There is no more classic or powerful expression of this truth than that found in Paul’s words in Romans 5:

12 Therefore, just as sin came into the world through one man, and death through sin, and so death spread to all men because all sinned— 13 for sin indeed was in the world before the law was given, but sin is not counted where there is no law. 14 Yet death reigned from Adam to Moses, even over those whose sinning was not like the transgression of Adam, who was a type of the one who was to come.

15 But the free gift is not like the trespass. For if many died through one man’s trespass, much more have the grace of God and the free gift by the grace of that one man Jesus Christ abounded for many. 16 And the free gift is not like the result of that one man’s sin.
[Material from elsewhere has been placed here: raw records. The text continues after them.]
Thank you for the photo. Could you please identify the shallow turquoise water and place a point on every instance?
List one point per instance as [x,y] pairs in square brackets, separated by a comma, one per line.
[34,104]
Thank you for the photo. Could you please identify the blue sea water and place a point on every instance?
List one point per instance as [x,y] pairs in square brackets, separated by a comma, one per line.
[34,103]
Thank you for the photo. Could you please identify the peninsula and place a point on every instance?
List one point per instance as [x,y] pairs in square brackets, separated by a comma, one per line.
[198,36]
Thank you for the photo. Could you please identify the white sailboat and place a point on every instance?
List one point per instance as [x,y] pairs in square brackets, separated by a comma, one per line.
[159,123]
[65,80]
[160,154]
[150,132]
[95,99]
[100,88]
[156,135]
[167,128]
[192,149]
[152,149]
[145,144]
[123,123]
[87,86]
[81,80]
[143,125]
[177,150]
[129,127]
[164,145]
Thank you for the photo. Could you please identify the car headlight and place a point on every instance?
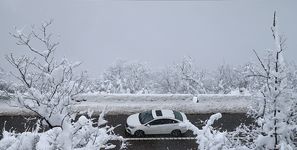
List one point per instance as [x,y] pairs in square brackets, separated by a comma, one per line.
[132,127]
[128,126]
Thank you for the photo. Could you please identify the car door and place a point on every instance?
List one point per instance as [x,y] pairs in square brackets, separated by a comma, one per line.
[161,126]
[156,127]
[170,125]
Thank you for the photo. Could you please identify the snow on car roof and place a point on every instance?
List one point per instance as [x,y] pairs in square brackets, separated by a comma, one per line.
[164,114]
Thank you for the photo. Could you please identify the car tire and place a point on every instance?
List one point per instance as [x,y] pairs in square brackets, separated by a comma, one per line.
[139,133]
[176,133]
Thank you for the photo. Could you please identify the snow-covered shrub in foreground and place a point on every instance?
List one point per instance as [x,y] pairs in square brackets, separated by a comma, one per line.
[207,137]
[49,88]
[80,135]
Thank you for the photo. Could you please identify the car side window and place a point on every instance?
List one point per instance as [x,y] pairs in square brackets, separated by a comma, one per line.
[162,121]
[169,121]
[156,122]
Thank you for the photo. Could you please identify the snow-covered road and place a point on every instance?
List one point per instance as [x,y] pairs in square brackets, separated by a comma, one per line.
[127,103]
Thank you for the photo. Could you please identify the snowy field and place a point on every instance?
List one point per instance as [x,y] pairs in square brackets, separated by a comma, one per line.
[128,103]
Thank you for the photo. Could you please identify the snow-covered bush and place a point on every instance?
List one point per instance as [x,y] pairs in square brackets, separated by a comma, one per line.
[208,138]
[49,88]
[80,135]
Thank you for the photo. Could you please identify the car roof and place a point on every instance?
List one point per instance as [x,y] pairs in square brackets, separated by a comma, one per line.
[163,114]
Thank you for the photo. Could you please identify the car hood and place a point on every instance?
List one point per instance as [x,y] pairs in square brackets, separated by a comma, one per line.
[133,120]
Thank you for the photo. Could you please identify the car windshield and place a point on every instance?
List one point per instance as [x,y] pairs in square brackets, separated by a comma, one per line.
[178,115]
[145,117]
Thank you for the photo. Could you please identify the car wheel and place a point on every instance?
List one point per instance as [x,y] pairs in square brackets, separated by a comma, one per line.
[176,133]
[139,133]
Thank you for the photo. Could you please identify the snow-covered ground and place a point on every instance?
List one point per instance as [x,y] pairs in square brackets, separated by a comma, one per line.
[128,103]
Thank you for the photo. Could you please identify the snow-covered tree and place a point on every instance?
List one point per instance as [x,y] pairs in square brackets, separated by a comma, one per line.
[49,88]
[127,77]
[191,79]
[275,110]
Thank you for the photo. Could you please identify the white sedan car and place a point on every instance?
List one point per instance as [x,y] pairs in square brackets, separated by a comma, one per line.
[156,122]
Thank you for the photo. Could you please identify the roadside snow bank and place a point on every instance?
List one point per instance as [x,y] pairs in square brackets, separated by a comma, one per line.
[129,103]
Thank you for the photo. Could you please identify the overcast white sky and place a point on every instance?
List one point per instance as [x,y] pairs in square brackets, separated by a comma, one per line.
[98,32]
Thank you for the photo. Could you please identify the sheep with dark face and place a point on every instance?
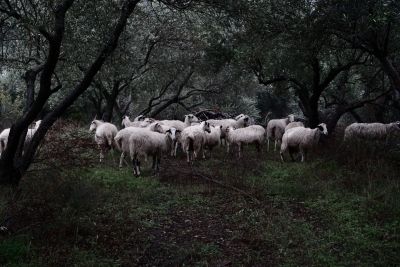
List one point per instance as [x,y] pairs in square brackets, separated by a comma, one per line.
[276,129]
[254,134]
[148,143]
[241,122]
[139,121]
[293,125]
[193,139]
[160,128]
[122,141]
[104,135]
[371,131]
[213,139]
[301,139]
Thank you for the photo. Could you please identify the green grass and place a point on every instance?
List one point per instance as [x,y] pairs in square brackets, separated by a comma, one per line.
[322,213]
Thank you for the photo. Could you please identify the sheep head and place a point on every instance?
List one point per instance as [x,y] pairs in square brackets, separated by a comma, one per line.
[139,118]
[172,133]
[37,124]
[125,120]
[191,118]
[93,125]
[206,126]
[291,118]
[239,116]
For the judgment following one trespass brought condemnation, but the free gift following many trespasses brought justification. 17 For if, because of one man’s trespass, death reigned through that one man, much more will those who receive the abundance of grace and the free gift of righteousness reign in life through the one man Jesus Christ.18 Therefore, as one trespass led to condemnation for all men, so one act of righteousness leads to justification and life for all men. 19 For as by the one man’s disobedience the many were made sinners, so by the one man’s obedience the many will be made righteous. 20 Now the law came in to increase the trespass, but where sin increased, grace abounded all the more, 21 so that, as sin reigned in death, grace also might reign through righteousness leading to eternal life through Jesus Christ our Lord.

Adam brings sin.  The second Adam brings forgiveness.

Adam brings death.  The second Adam brings life.

Adam takes what he thinks will be sweet and it turns bitter.  The second Adam embraces what He knows will be bitter, and sweet waters of forgiveness flow forth.

Adam sins and hides.  The second Adam is obedient and comes into the open.

Adam goes to a tree and sins and is cursed.  The second Adam goes to a tree and becomes a curse for us to set us free.

We have lived under the curse of Adam.  Now we can live in the freedom of the second Adam.

We have lived under the shadow of the tree that kills.  We now live in the shadow of the tree where our salvation was won.

In Calvin Miller’s Divine Symphony, Miller writes:

Adam’s ghost walked through

Hiroshima’s ruins

Giving apples to the dying,

Begging their forgiveness.[2]

That is well said.  We may trace all of the misery and pain and heartbreak of the human race to Adam.  But it is not that simple.  It is not as if the curse of Adam is a curse I have resisted.  No, we may trace it all to our own rebellion, our own sin.  I am cursed because I have eaten and I have rebelled.  I am Adam!

But then the second Adam, Jesus, comes back to the garden and sets things right.  He is obedient where I was disobedient.  He says “Yes!” where I have said “No!”  He is the champion where I was the coward.

Oh thank God for King Jesus, who walks with head held high into the mouth of Hell and slays the serpent through a radical act of life-giving obedience!  Oh thank God that we have been set free!

Have you embraced the Jesus of Gethsemane, or are you still cursed in the Adam of Eden?

Come to Jesus!  Come to Jesus and live!

 

  



[1] William Barclay, The Gospel of John. Vol.2. The Daily Study Bible (Edinburgh: The Saint Andrew Press, 1968), p.259.

[2] Calvin Miller, The Divine Symphony (Minneapolis, MN: Bethany House Publishers, 2000), p.68.